Michael Gove has written to the charity saying he “intends” to stop funding. Photo: Anadolu/Victor Szymanovich
An interfaith charity said it was preparing to close due to the government's decision to withdraw funding due to its links to the Muslim Council of Britain (MCB).
Interfaith Network (IFN) stated that it was with “great regret” that the “decision in principle to close the organization” had been made.
IFN was founded in 1987 as a charitable organization with the aim of “better knowledge and understanding of the teachings, traditions and the practices of different faith communities in the UK” and to build “good relationships between people of different faiths”.
The organization has relied heavily on taxpayer support, having received £3.8 million from the government since 2010.
However, last month The Telegraph reported that Michael Gove, the Communities Secretary, had written to the charity that it “intends” to stop funding because it considers the MCB member to be one of its trustees.
He has been subject to a Whitehall-wide ban by the MCB since 2009, when an official on the council signed the Istanbul Declaration, which was widely interpreted as a call for attacks on Royal Navy ships enforcing the UN weapons blockade of the Hamas-ruled Gaza Strip.
The MCB previously said it “never endorsed this declaration” and “specifically rejects any suggestion that we support an attack on the Royal Navy.”
Refused to cut links
IFN refused to sever ties with MCB , saying it would sow “divisiveness” and that it would be difficult to do so in any case until the council was banned or legal action taken against it.
In a statement last week, the IFN said its decision to close would be confirmed on February 22 unless it received the £155,000 it had previously promised but then withdrawn by Mr Gove.
“The ongoing uncertainty around government funding for the Interfaith Network has had an extremely damaging impact on the charity,” it said. “It has proven impossible to continue without the £155,000 offered more than six months ago,” it added.

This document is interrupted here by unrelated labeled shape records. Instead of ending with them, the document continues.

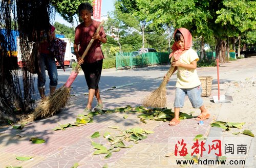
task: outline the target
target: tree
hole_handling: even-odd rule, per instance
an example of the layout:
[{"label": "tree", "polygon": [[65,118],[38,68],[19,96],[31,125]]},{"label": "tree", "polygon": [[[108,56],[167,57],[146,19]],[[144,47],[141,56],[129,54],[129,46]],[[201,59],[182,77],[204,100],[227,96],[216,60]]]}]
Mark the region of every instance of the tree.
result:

The Telegraph reported last year that Department of Uplift, Housing and Communities officials had also were outraged by the fact that the IFN did not directly condemn the Hamas attack on Israel.
A separate email sent to member groups this week by IFN co-chairs Cannon Hilary Barber and Narendra Vaghela mentioned the controversy, saying, that “financing is not the only problem.”
'Impact of overseas events'
The report said the charity's work had become “increasingly complex, not least because of the growing complexity of relationships between faith communities – perhaps particularly in the context of the impact of overseas events on interfaith relations in the UK.” .
“The nature of these events and their impact vary, but they are united by the periodic deterioration of specific relations in the UK.
“IFN usually navigated these periods and could be useful where appropriate and It is possible, but it is becoming increasingly difficult.”
Chairs said that “recent months” have seen “attacks” on the IFN's policy position of not making statements about events abroad, ” except indirectly where there is an impact on sectarian relations in the UK,” noting that “there were some signs of anger on the part of some that the IFN did not align with or support certain positions.”